Book Review: The Dark Net by Benjamin Percy

dark-net-percy

I can’t remember how I discovered Benjamin Percy’s unique brand of literary horror, but I do remember being excited to receive an Advanced Reading Copy of Red Moon back in 2013 while working as a bookseller. I was similarly excited to receive a digital galley of his new supernatural cyber-thriller The Dark Net.

Having recently read Thrill Me, Percy’s semi-autobiographical collection of essays on writing, I was curious to see how well he applies his theories to his own fiction. Fortunately (as Karen Russell proclaims on the cover) he practices what he preaches, fleshing his characters and their world out into a cautionary tale about the dangers of technology that manages to be both horrifying and heartbreaking.

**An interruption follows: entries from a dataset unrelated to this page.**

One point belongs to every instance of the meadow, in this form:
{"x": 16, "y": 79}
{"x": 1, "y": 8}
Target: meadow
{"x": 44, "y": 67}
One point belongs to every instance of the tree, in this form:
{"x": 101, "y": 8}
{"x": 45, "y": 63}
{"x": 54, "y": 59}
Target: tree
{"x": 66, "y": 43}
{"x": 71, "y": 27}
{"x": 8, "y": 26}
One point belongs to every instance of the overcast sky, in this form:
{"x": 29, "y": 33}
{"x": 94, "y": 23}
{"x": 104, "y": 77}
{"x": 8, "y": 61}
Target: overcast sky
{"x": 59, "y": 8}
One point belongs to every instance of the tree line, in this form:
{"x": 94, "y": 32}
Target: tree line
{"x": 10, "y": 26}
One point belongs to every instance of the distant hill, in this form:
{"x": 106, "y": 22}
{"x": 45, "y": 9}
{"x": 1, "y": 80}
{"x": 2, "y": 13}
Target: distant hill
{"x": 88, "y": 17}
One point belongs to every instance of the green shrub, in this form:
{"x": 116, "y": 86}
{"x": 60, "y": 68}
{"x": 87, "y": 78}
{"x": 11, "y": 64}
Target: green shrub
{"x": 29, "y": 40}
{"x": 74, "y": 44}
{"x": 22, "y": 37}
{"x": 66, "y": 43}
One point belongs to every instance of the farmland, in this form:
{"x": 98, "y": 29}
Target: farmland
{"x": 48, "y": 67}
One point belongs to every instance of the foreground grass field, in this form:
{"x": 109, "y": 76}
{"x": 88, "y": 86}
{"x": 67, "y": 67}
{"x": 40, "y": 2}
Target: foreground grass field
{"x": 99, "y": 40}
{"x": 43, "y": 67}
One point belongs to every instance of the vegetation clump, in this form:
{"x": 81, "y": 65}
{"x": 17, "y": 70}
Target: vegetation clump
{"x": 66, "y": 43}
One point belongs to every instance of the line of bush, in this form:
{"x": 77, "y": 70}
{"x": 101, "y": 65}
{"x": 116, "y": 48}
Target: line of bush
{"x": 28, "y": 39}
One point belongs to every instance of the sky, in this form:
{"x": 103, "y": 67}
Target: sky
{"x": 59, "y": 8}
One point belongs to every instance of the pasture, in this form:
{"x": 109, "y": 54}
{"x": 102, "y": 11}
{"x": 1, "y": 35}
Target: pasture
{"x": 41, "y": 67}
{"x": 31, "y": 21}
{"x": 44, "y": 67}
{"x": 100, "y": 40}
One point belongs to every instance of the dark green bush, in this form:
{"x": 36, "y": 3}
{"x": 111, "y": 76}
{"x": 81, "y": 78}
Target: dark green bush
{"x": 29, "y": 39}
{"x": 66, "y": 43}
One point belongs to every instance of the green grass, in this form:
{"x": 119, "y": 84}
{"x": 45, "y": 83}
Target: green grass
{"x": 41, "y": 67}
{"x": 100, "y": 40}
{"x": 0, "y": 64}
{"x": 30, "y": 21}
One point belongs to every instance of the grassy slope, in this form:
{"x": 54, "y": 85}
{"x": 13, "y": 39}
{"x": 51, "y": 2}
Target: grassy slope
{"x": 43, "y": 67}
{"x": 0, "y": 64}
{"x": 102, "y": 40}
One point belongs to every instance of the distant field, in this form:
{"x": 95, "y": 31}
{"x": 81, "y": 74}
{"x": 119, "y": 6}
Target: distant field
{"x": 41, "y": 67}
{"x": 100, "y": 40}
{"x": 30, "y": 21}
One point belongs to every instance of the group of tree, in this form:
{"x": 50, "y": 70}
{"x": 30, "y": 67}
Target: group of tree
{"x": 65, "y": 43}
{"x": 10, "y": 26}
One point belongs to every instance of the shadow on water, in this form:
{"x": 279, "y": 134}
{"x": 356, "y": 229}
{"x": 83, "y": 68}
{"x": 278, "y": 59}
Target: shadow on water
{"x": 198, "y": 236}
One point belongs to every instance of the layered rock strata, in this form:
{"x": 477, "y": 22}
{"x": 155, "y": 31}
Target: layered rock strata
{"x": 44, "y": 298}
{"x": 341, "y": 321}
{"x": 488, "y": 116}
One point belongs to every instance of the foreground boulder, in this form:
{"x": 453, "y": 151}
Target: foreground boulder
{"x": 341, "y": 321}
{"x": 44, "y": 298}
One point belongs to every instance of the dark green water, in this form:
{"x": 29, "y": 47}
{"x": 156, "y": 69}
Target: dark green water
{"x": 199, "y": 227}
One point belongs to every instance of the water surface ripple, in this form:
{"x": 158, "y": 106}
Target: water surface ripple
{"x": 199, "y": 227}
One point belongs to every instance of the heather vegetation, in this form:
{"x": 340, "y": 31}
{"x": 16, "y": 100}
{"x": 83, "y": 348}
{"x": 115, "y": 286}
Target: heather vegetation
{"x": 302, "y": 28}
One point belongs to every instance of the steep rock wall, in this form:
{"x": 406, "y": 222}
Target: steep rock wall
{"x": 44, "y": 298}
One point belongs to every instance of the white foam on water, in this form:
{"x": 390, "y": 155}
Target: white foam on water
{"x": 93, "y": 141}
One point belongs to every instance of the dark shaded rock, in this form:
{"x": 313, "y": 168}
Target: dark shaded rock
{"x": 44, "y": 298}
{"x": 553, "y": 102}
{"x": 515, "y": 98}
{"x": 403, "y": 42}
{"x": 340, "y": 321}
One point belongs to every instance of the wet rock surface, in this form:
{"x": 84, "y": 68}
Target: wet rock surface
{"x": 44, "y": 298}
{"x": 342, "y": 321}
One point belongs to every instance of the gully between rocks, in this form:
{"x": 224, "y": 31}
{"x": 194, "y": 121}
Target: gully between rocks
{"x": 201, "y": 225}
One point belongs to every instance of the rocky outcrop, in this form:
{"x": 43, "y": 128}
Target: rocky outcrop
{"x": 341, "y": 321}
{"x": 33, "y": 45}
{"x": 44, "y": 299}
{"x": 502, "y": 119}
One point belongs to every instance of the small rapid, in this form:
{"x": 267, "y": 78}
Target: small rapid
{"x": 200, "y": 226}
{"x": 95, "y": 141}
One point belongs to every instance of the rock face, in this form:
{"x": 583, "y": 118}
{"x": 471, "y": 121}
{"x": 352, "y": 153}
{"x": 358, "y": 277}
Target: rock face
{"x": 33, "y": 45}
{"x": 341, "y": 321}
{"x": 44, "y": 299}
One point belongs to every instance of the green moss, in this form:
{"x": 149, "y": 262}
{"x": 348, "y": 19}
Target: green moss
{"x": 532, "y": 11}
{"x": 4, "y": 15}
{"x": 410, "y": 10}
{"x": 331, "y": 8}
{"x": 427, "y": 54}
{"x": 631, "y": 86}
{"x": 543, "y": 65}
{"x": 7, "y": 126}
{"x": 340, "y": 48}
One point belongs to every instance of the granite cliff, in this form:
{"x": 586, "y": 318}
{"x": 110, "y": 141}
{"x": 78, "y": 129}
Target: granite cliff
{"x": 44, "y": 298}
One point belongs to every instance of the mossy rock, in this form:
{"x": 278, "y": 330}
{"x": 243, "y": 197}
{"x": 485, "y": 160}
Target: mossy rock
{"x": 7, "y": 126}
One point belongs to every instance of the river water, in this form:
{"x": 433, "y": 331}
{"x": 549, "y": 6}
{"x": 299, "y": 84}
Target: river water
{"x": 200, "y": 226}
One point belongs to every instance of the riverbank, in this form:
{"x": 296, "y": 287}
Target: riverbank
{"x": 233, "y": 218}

One of the things I appreciate most about Percy’s writing is his ability to turn a phrase–while I was reading, I found myself highlighting passages on my tablet so I could come back to them later.

In Thrill Me, Percy advises writers to ensure their story contains at least one iconic set piece–he uses the locker room and pig’s blood scenes from Carrie as an example–that their readers will remember long after they finish the book. He achieves that here, continually upping the ante in one particularly harrowing sequence of murder and mayhem that echoes the opening of Stephen King’s Cell. It will definitely have you thinking about our collective over-reliance on digital devices.

The Dark Net by Benjamin Percy is now available for purchase now.

Disclaimer: I received an Advanced Reading Copy from NetGalley in exchange for a fair and honest review.